SDG12 - Ensure sustainable consumption and production patterns

SDG12 set the target to, by 2030, achieve the sustainable management and efficient use of natural resources, i.e., soil, water, genetic, biodiversity, and landscape. The mapping of these resources in the space of the property targeted by our work is the first step towards an efficient, sustainable management.

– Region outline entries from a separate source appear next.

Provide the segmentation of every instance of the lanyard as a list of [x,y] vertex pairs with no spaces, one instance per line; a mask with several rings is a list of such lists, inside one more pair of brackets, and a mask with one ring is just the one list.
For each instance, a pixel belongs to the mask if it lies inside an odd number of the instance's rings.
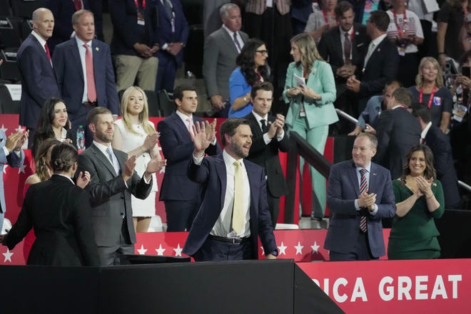
[[[136,4],[136,7],[138,9],[139,3],[138,0],[134,0],[134,3]],[[146,9],[146,0],[142,0],[142,9]]]
[[[391,10],[392,11],[392,15],[394,16],[394,23],[396,24],[396,28],[397,28],[397,36],[399,37],[402,37],[402,32],[405,33],[406,29],[403,28],[401,29],[401,27],[399,26],[399,23],[397,23],[397,16],[396,16],[396,11],[395,10]],[[407,17],[405,15],[406,11],[404,11],[404,19],[402,19],[402,26],[407,26]]]
[[[427,107],[429,108],[432,105],[432,100],[433,99],[433,95],[435,94],[435,90],[437,90],[437,86],[434,86],[433,88],[432,89],[432,93],[430,93],[430,98],[428,99],[428,103],[427,104]],[[420,93],[419,93],[419,103],[422,103],[422,98],[424,93],[424,88],[421,87],[420,88]]]

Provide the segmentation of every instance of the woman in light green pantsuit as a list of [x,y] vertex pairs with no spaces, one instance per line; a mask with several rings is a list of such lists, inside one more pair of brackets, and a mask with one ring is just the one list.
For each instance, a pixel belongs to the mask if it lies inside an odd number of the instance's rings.
[[[297,132],[323,154],[329,125],[338,120],[333,105],[336,95],[334,75],[308,33],[296,35],[291,39],[290,54],[294,62],[288,67],[283,90],[285,102],[289,103],[285,123],[289,131]],[[304,78],[305,85],[298,85],[295,75]],[[303,164],[301,159],[301,171]],[[325,178],[313,167],[310,168],[313,215],[322,219],[325,212]]]

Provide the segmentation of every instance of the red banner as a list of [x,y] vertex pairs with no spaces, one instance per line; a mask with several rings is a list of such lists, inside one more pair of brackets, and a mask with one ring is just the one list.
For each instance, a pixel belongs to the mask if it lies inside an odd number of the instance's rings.
[[348,314],[429,314],[470,313],[468,263],[442,259],[298,265]]

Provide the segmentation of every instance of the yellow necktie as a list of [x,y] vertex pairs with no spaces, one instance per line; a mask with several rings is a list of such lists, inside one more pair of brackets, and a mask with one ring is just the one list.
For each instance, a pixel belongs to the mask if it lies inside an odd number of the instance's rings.
[[232,229],[240,234],[243,230],[244,224],[244,210],[242,204],[243,182],[240,162],[234,162],[234,166],[236,166],[236,169],[234,170],[234,206],[232,209]]

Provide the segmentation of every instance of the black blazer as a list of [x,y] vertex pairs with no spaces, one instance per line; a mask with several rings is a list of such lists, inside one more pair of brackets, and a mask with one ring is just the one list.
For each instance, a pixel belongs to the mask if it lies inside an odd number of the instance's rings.
[[[289,149],[289,138],[286,132],[281,141],[278,142],[275,137],[266,145],[262,130],[253,114],[250,112],[244,117],[250,122],[253,135],[252,146],[245,159],[255,162],[263,168],[267,176],[267,190],[272,197],[280,197],[286,195],[288,186],[278,157],[278,150],[288,152]],[[268,121],[274,122],[275,117],[269,115]]]
[[453,167],[450,140],[438,127],[431,125],[425,135],[425,144],[433,153],[433,166],[437,171],[437,179],[443,188],[445,207],[458,207],[461,197],[458,191],[458,179]]
[[6,245],[13,249],[33,226],[36,239],[28,265],[98,266],[91,214],[88,194],[54,174],[29,187]]
[[[128,154],[113,150],[118,159],[121,169],[126,167]],[[148,184],[144,178],[134,172],[133,177],[125,184],[123,177],[116,175],[108,157],[92,144],[78,155],[78,169],[90,172],[90,183],[85,189],[90,193],[95,237],[98,246],[119,245],[121,236],[122,215],[126,214],[128,236],[131,243],[136,243],[136,231],[133,224],[133,211],[131,195],[138,199],[146,199],[152,187],[152,179]],[[122,170],[121,170],[122,172]]]
[[[352,40],[352,64],[357,66],[355,75],[358,76],[363,68],[365,58],[364,49],[368,49],[366,28],[364,25],[355,23],[353,24],[353,38]],[[337,69],[345,64],[343,61],[343,48],[340,39],[340,29],[335,27],[322,34],[322,38],[318,47],[320,56],[332,67],[332,71],[335,75]],[[346,80],[335,75],[335,81],[345,83]]]
[[[363,50],[363,60],[369,44],[367,43]],[[386,36],[376,46],[360,75],[360,96],[367,98],[365,104],[368,98],[381,94],[386,83],[396,78],[398,66],[397,48]]]
[[375,162],[389,169],[392,179],[400,177],[410,149],[420,142],[420,124],[406,109],[381,112],[376,128]]

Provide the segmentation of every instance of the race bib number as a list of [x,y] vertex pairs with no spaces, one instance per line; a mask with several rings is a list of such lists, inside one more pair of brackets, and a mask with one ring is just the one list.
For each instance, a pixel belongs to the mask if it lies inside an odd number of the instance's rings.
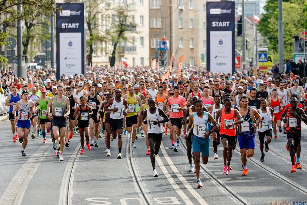
[[54,107],[53,115],[55,116],[62,116],[64,115],[64,108],[63,107]]
[[88,104],[90,107],[91,107],[91,108],[92,108],[92,110],[97,109],[96,107],[94,107],[93,106],[93,105],[96,106],[96,102],[90,102],[88,103]]
[[[234,119],[233,119],[232,120],[224,120],[224,129],[227,129],[226,127],[227,125],[230,125],[232,123],[234,124]],[[234,128],[234,125],[233,125],[233,126],[230,127],[229,129],[233,129]]]
[[196,135],[203,135],[208,132],[208,124],[196,125]]
[[20,119],[21,120],[27,120],[29,119],[29,113],[22,112],[20,114]]
[[278,113],[280,112],[280,108],[277,106],[273,108],[273,112],[274,113]]
[[148,126],[149,126],[149,129],[152,130],[153,129],[155,129],[160,127],[160,124],[159,123],[158,123],[157,125],[154,125],[154,122],[158,122],[158,119],[156,120],[149,120],[149,122],[148,124]]
[[180,110],[177,110],[177,107],[180,107],[180,106],[179,104],[174,104],[171,105],[171,111],[173,112],[180,112]]
[[261,121],[260,122],[260,129],[269,130],[269,128],[270,127],[270,121]]
[[248,122],[243,122],[240,125],[240,132],[248,132],[250,131],[251,124]]
[[47,116],[47,110],[43,110],[42,111],[42,116],[46,117]]
[[128,112],[136,112],[135,105],[128,105]]
[[298,126],[298,122],[296,117],[289,117],[288,118],[288,126],[295,127]]
[[87,121],[88,120],[88,113],[87,112],[81,112],[80,114],[81,115],[81,120],[84,120],[85,121]]

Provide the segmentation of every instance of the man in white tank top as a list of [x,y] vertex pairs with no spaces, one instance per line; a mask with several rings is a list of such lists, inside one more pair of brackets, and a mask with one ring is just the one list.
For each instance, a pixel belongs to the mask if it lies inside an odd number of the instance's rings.
[[258,135],[260,142],[259,147],[261,152],[260,162],[264,162],[264,153],[263,152],[263,144],[265,136],[266,135],[266,141],[264,142],[265,146],[265,152],[269,151],[269,144],[272,139],[272,124],[274,121],[274,115],[273,109],[271,107],[267,107],[266,100],[262,99],[260,100],[260,105],[261,108],[259,109],[258,112],[262,117],[261,121],[259,124],[258,129]]

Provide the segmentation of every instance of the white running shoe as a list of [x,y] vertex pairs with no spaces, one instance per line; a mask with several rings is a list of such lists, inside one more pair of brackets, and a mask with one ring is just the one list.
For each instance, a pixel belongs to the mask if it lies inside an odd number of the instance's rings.
[[153,171],[153,176],[154,177],[158,176],[158,173],[157,173],[157,171],[156,171],[155,169],[154,170],[154,171]]

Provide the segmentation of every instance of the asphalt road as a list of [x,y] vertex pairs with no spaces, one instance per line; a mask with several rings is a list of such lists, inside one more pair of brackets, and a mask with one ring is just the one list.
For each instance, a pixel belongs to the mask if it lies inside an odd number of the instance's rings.
[[[50,134],[47,134],[47,142],[45,144],[42,143],[41,137],[29,139],[25,150],[27,156],[22,156],[21,145],[18,142],[12,142],[9,122],[3,121],[0,123],[2,176],[0,178],[0,204],[67,204],[68,202],[72,204],[138,204],[149,202],[162,204],[305,203],[306,127],[304,126],[302,132],[300,160],[302,170],[290,173],[290,156],[285,148],[287,138],[282,133],[278,132],[278,139],[272,140],[269,144],[269,150],[265,153],[265,161],[263,162],[260,162],[261,154],[256,136],[255,154],[252,157],[254,162],[248,160],[247,176],[241,175],[241,157],[236,151],[234,151],[231,161],[233,170],[229,175],[223,175],[221,145],[218,147],[220,158],[215,160],[211,142],[209,161],[204,166],[218,181],[202,169],[200,178],[204,186],[196,189],[195,174],[188,171],[189,165],[184,145],[180,143],[179,152],[174,152],[169,148],[170,141],[168,136],[163,136],[161,149],[156,157],[156,168],[159,176],[154,178],[149,156],[145,155],[145,138],[140,137],[139,134],[139,139],[135,142],[137,148],[133,149],[128,144],[129,135],[123,135],[121,160],[117,159],[117,139],[111,142],[112,156],[106,156],[103,136],[99,140],[98,147],[92,147],[89,151],[86,148],[84,154],[76,154],[79,152],[80,138],[78,134],[76,134],[71,140],[70,146],[65,148],[64,161],[59,162],[54,156]],[[181,137],[183,139],[183,136]],[[131,152],[129,153],[131,150]],[[133,162],[135,163],[135,169],[131,167],[134,164]],[[271,204],[272,202],[273,203]]]

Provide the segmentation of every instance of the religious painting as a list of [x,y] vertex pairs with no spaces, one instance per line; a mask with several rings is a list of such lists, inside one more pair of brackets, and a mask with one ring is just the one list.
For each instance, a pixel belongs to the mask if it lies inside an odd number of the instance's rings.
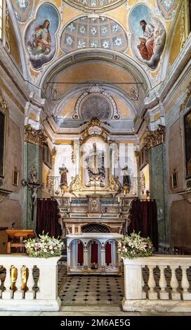
[[166,41],[163,24],[146,6],[136,6],[130,14],[131,46],[136,57],[150,69],[157,67]]
[[15,0],[12,4],[17,19],[20,22],[25,22],[31,14],[33,0]]
[[103,48],[124,52],[128,46],[123,27],[110,18],[81,17],[68,24],[61,34],[60,47],[64,53],[77,49]]
[[191,177],[191,109],[184,117],[186,177]]
[[157,4],[162,15],[172,19],[178,7],[178,0],[157,0]]
[[5,126],[6,117],[0,111],[0,176],[1,177],[4,175]]
[[107,144],[99,138],[90,138],[81,147],[83,183],[96,190],[107,182]]
[[56,51],[55,34],[58,27],[56,8],[48,4],[41,5],[25,34],[25,45],[35,69],[40,69],[53,59]]
[[13,185],[18,185],[19,171],[15,168],[13,171],[12,184]]
[[173,170],[171,174],[171,185],[173,188],[178,187],[178,172],[176,169]]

Visualizing the geomorphology of the terrain by combination of elevation isoline shapefile with slope rate raster file (Fig. 1) provided a 3D perspective of the ecosystem under management. This view allowed for a general understanding of the main landscape features and how they may be affected in terms of water (runoff) and soil (erosion) loss, providing a coarse initial assessment of the main areas to be potentially affected and requiring special care to conserve those resources. Critical areas were identified relating to potential soil saturation in water, erosion or drought. These areas boundaries were further visually confirmed by using historical satellite imagery available in Google Earth (Google LLC, Dublin, Ireland) since June 2002.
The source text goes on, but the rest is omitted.